Recently, not too long after that phone call I mentioned I had a vision that I believe was from the Lord. I was sitting at a desk in a park with a line of couples waiting to step forward to speak to me. These were all couples that I knew that during my life time got married. On my desk was a pile of papers a good 2 feet high and to the right of this stack were 3 stamps. One said “approved,” one said “rejected” and the other said “approved with reservations”. My assignment was to approve their marriage license application. I was assigned to approve or decline their application based on what I know now about them in particular and marriage in general. There were some that were stamped approved more stamped decline and a few that were stamp approved with reservations. Before you judge me too harshly for judging so harshly, full disclosure, one of the couples was me and my wife Laurie coming to the desk at age 21 when we got married. We have now been married for 43 years and have been blessed to have a very happy and successful union. But I stamped our application approved with reservations. We were so young, naive, and immature based on what I know now it would have been pastoral malpractice to give us a blanket approval. In retrospect it is a miracle we did make it.

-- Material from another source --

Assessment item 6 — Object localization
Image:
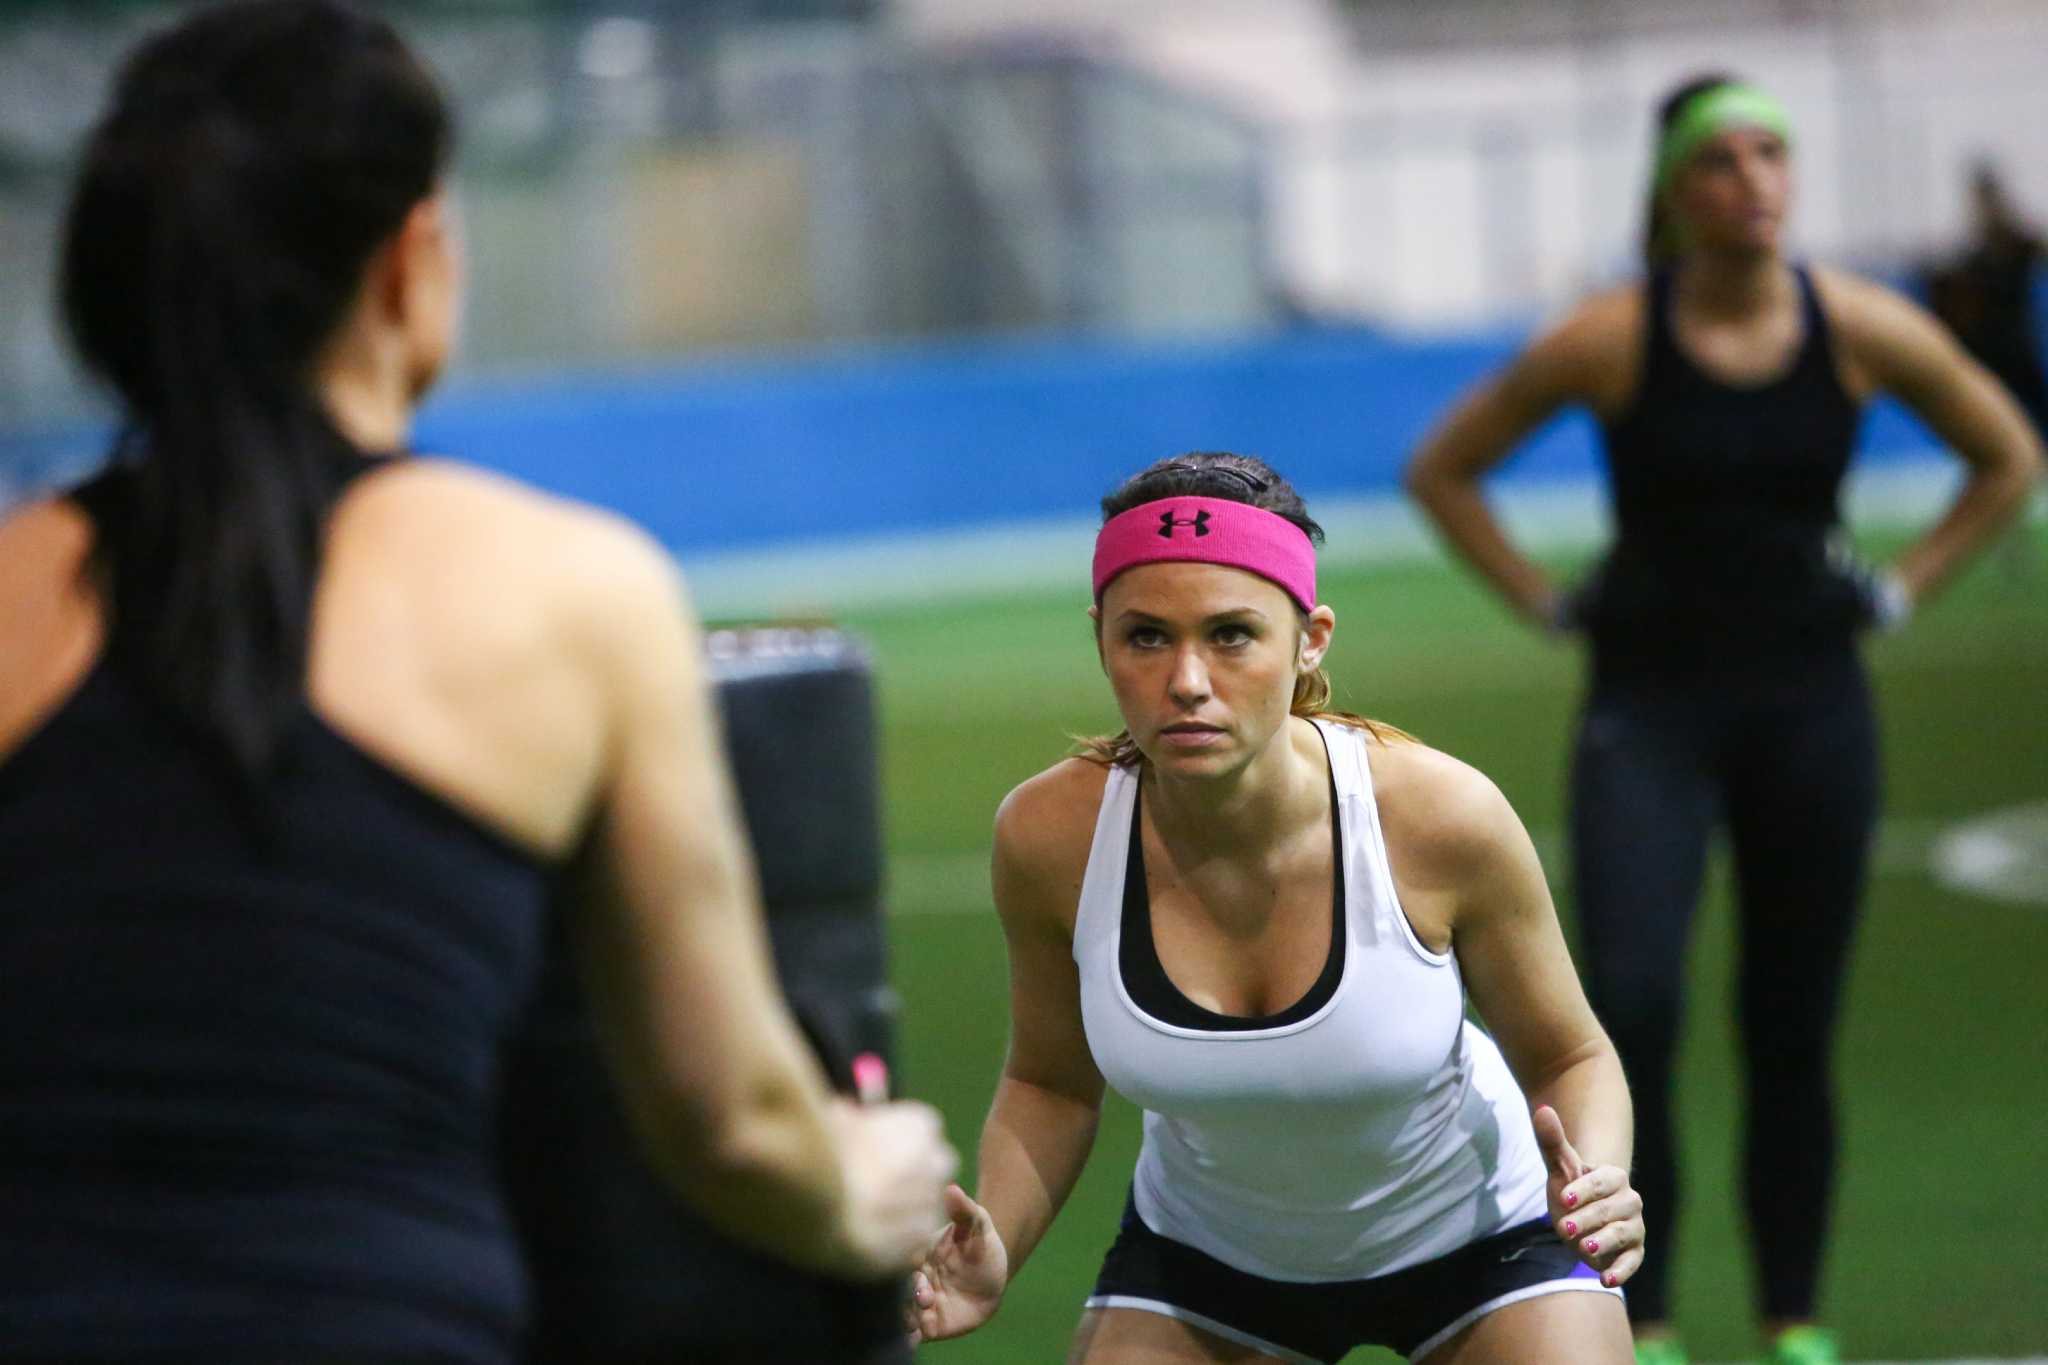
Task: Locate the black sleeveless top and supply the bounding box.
[1591,266,1866,665]
[0,461,553,1362]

And He answered and said to them, “Have you not read that He who [a]made them at the beginning ‘made them male and female,’ and said, ‘For this reason a man shall leave his father and mother and be joined to his wife, and the two shall become one flesh’? So then, they are no longer two but one flesh. Therefore what God has joined together, let not man separate.” Matthew 19:4-6 (NKJV)
When all is said and done, I do wish it were a little more difficult to get a marriage license. Sadly, as I filter through my memory and think of the couples I’ve known I see a lot of pain, anguish, broken relationships and heartache. Marriage has the great potential for creating emotional health and human flourishing. I believe that there is no force more powerful on earth then one man and one woman committed to God in a Christ honoring marriage. Sadly, it also has the highest potential for human misery and pain. I can’t help but wonder if a marriage license was just a little more difficult to get and required continuing education to keep would we see less failure and more success?
The Chi-Lites were on to something. Edwin Louis Cole once said, “Marriage is the closest thing toHeaven or the closest thing to Hell a believer will ever have to face in this life.” My experience has been that truer words were never spoken. Something so powerful probably should require a little more than a pulse and a blood test.